We believe crude's rally in NY session Wednesday despite rise in oil inventory and mixed economic data was because traders focused on decline in utilization rate and increase in gasoline demand. WTI crude oil surged to as high as 78.13 before settling at 77.67, up +0.95%. Brent crude also soared, by +1.37%, to 78.68.
Total crude oil and petroleum product stock surged +4.44 mmb in the week ended June 11. Crude oil inventory increased +1.69 mmb to 363.1 mmb in the week ended June 11, compared with market expectations of a dip of -1.75 mmb. The gain came mainly from Midwest where +1.69 mmb was recorded, partly offset by slides in the East Coast and the Rocky Mountain. The Gulf Coast also saw mild increase. Stock at Cushing, where WTI crude is stored, added +0.19 mmb to 37.6 mmb during the week. Utilization rate slid to 87.9% from 89.1 a week ago.

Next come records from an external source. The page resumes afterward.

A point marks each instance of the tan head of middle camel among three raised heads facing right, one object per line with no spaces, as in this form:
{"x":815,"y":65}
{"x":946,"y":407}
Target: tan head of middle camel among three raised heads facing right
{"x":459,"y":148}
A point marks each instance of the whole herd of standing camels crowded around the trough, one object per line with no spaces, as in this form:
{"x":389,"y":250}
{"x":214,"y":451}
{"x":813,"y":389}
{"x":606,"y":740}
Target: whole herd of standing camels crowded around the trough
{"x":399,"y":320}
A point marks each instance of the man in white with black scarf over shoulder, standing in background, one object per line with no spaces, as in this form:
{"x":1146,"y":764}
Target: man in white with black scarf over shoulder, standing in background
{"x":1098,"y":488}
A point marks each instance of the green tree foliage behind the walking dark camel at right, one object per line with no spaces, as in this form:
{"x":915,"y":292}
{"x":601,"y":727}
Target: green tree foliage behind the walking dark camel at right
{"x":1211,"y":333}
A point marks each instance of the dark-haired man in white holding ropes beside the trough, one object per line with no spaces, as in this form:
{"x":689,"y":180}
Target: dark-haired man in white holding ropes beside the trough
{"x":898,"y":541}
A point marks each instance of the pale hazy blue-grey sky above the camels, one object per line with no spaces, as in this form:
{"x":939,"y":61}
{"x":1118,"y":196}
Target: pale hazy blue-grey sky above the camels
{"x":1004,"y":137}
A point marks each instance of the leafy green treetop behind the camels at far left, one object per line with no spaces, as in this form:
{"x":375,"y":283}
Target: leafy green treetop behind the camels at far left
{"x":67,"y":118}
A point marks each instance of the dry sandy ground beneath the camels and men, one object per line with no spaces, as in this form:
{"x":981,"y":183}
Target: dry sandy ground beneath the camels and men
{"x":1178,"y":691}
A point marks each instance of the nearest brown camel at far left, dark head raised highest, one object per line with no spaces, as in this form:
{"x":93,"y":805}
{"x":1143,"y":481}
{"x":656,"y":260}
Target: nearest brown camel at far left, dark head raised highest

Gasoline stockpile slipped -0.64 mmb to 218.3 mmb although production and imports rose +1.76% and +6.35% respectively. Demand increased +1.57% to 9.338M bpd, the highest level since August 2009. While we believe gasoline stockpile should have dropped further during driving season, some analysts are content with the result, citing strong gasoline yield has shifted production to gasoline, hence more stock than usual. Distillate rose +1.8 mmb to 156.6 mmb as +14.4% increase in imports was only partly offset by -2.22% drop in production. Moreover, demand slid for a second week, by -1.49%, to 3.85M bpd.
US economic data depicted a mixed picture. Industrial production soared +1.2% m/m in May while manufacturing production was up +0.9% m/m. However, housing data was again disappointing with housing starts falling -10% m/m to 593K and building permits slipping -5.9% to 574K. Both readings were markedly below market expectations. As we mentioned yesterday, weaker-than-expected housing data further evidenced that strong readings in previous months were mainly driven by expiry of tax credit for first-time home buyers, rather than solid recovery in the property market.
In the currency market, the euro weakened after rising over the past 6 trading days amid renewed concerns over Spanish banking system. Although the central bank said it might report the findings of its stress tests so that the public could have full knowledge of the country's banking system, investors remained unnerved by the news about EU/IMF's approval of loans to assist Spain.
Slump in the euro as driven by sovereign crisis and doubts about the credibility of the shared currency have sent Swiss Franc to elevated level. The SNB has pledged to prevent the franc's appreciation against the euro since March 2009 so as to maintain competitiveness of Swiss economy. While the central bank appeared to have 'given up' since late last year, probably due to encouraging economic recovery, it reiterated it would act decisively to prevent any 'excessive' (vs 'any' used in December 2009) appreciation of the Swiss franc against the euro at the March meeting. We are interested to see if the SNB would give any change in stance at the meeting today.
Gold was a tad lower yesterday as price remained in consolidation with a range of 1220 and 1240. In the medium- to long-term, uptrend should remain intact as European woes and contagion worries should drive demand for safe-haven assets.